William Charles Collett was born on the 15th November 1891 at Clapton, Hackney.
His father also William Charles Collett, married his mother, Annie Matilda Knight, in 1886 at Epping. They had eleven children:
- Annie Matilda born in 1887 at Clapton.
- Rose Hannah born in 1889 at Clapton.
- William Charles.
- Florence Rose born in 1894 at Clapton.
- Amy Grace born in 1896 Clapton and died in 1911 at Edmonton.
- Edith Alice born in 1898 at Clapton.
- Daisy Jane born in 1901 at Waltham Cross.
- Elsie Violet born in 1904 at Waltham Cross.
- Hilda Gertrude born in 1907 at Waltham Cross.
- Mabel Phyllis born in 1913 at Edmonton.
- Doris born in 1908 at Clapton.
During the 1891 census the family were living at Glyn Road, Hackney, London and William’s father was employed as a boot finisher. By the time of the 1901 census they had moved and were living at 15, Eleanor Road, Cheshunt and William’s father was now employed as a labourer in the Royal Gun Powder Factory. In the 1911 census they had moved again and were now living at 20, Swanfield Road, Waltham Cross. William was employed as a Nursery Tomato Grower and his father was a Shoemaker.
Little is known about William over the next three years other than he was employed at Cheshunt by a R. Hamilton as a Nursery Hand. He then applied to join the Hertford County Constabulary.

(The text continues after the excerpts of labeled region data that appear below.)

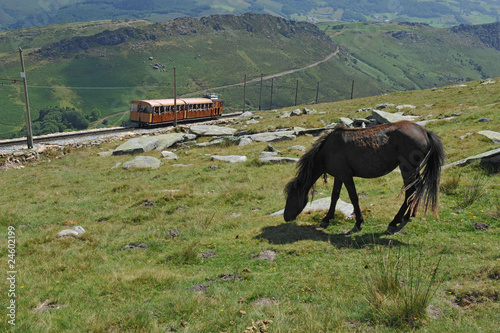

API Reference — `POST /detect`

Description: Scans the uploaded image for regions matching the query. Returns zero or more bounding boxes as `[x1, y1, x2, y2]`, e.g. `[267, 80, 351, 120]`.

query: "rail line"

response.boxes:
[0, 112, 241, 150]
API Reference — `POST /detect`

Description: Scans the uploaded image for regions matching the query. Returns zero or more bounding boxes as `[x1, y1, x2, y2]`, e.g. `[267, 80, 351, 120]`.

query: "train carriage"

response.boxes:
[130, 94, 224, 126]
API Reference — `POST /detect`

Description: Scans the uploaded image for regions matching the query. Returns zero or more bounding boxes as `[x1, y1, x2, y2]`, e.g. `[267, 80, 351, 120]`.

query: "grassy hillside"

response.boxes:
[0, 14, 500, 138]
[0, 0, 500, 29]
[0, 80, 500, 333]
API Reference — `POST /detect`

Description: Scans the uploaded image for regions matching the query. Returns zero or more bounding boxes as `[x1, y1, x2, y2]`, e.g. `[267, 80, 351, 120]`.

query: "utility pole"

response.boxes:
[316, 81, 319, 104]
[243, 74, 247, 113]
[19, 48, 33, 149]
[174, 66, 177, 127]
[295, 79, 299, 106]
[269, 78, 274, 110]
[259, 73, 264, 111]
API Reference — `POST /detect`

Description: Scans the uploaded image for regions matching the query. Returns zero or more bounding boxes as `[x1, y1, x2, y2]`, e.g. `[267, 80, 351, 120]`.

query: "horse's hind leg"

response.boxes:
[387, 172, 416, 233]
[320, 177, 342, 228]
[343, 177, 364, 233]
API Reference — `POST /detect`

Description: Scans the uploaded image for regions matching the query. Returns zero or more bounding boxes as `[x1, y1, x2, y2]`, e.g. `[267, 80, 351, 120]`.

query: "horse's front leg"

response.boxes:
[320, 177, 342, 228]
[343, 177, 364, 234]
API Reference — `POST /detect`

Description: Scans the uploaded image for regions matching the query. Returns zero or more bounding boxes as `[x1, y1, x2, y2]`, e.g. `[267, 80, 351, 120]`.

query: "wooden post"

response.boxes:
[243, 74, 247, 113]
[295, 79, 299, 106]
[269, 78, 274, 110]
[19, 48, 33, 149]
[259, 73, 264, 111]
[174, 66, 177, 127]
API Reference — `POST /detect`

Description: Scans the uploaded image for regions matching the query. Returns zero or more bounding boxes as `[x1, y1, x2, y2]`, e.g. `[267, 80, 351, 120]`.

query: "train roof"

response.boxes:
[130, 98, 212, 106]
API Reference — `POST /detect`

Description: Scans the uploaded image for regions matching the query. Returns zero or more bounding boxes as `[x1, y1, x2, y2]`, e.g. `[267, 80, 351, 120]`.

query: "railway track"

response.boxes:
[0, 112, 241, 150]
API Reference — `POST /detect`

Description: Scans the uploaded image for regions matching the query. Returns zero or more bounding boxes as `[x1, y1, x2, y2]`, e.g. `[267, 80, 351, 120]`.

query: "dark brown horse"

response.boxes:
[284, 121, 444, 233]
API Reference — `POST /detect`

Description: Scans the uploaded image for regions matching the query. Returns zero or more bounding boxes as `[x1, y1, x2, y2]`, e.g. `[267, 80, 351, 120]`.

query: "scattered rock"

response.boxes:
[277, 111, 292, 118]
[113, 136, 159, 155]
[396, 104, 417, 110]
[122, 243, 148, 251]
[33, 298, 64, 312]
[372, 110, 419, 124]
[57, 226, 85, 237]
[200, 251, 217, 259]
[460, 132, 474, 140]
[238, 111, 253, 118]
[186, 283, 209, 292]
[122, 156, 163, 170]
[161, 150, 179, 160]
[259, 156, 299, 163]
[302, 108, 318, 114]
[288, 145, 306, 152]
[477, 131, 500, 145]
[163, 230, 181, 239]
[252, 250, 277, 261]
[210, 155, 247, 163]
[339, 117, 353, 126]
[247, 131, 297, 142]
[473, 222, 490, 231]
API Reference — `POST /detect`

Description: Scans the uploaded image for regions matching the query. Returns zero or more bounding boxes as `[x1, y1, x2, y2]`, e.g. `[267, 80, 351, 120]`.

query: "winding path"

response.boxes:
[181, 47, 340, 97]
[91, 47, 340, 128]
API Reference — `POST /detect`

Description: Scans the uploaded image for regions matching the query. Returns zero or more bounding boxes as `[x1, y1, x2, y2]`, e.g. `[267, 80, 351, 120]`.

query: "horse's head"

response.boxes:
[283, 178, 308, 222]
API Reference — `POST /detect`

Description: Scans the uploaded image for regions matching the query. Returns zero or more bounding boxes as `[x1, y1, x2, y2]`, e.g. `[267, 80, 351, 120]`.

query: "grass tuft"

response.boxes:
[366, 243, 439, 329]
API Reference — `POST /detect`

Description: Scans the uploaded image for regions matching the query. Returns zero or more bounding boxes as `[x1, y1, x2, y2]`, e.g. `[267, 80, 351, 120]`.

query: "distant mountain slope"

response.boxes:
[0, 14, 500, 137]
[0, 0, 500, 29]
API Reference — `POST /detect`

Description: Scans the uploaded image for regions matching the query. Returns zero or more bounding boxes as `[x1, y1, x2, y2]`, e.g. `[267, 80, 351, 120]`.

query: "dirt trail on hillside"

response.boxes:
[181, 47, 340, 97]
[91, 47, 340, 129]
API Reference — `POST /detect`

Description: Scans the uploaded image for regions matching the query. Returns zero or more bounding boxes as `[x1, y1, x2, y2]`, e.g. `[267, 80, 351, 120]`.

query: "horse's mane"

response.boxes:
[285, 124, 340, 197]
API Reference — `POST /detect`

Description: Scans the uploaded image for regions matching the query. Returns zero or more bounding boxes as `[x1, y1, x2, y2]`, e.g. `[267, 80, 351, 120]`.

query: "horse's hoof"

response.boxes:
[319, 219, 330, 229]
[386, 225, 399, 235]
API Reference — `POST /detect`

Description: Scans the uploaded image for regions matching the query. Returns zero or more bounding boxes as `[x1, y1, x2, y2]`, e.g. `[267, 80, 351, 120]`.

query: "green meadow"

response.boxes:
[0, 80, 500, 333]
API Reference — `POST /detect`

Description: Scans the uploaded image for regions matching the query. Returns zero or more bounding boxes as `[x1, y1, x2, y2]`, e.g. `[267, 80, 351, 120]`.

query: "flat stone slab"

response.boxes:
[372, 110, 420, 124]
[477, 131, 500, 145]
[211, 155, 247, 163]
[57, 226, 85, 237]
[113, 136, 159, 155]
[189, 125, 236, 136]
[113, 133, 188, 155]
[442, 148, 500, 169]
[247, 131, 297, 142]
[122, 156, 163, 170]
[259, 156, 299, 163]
[270, 197, 354, 217]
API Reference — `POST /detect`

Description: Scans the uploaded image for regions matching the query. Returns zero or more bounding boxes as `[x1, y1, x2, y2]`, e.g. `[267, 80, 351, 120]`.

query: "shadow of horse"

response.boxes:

William was examined by the Police Surgeon Lovell Drage on the 11th July 1914 who signed the following Certificate: I hereby certify that I have examined the above candidate as to his health and bodily strength and consider him fit for the Constabulary of this County. Subject to Dentist’s certificate. He would also have been interviewed and told to wait for a date of Appointment.
William’s Hertford County Constabulary Form 3 Record Sheet has survived and shows that he was Appointed as Constable 320 on the 22nd July 1914. The following was recorded. He gave his age on joining as 22 8/12 years, his place and date of birth as Hackney, London on the 15th November 1891. His height as 5 feet 9 7/8 inches, chest: 36 ½ – 38 ½ inches, complexion fair, eyes grey and hair dark brown. He said he could both ride a pedal cycle and swim. He stated his religion was Church of England.
He started his Probationer training at R Division at Headquarters at Hatfield earning £1/4/6 per week. He was in the 9th Training Class of Recruits with Sergeant 57 Cousins and Constable 20 Wright as his instructors. On the 5th August 1914 he was Attested when he was Approved of and Sworn in before R.B. Fellows J.P. and Theodore Bassett at Hatfield.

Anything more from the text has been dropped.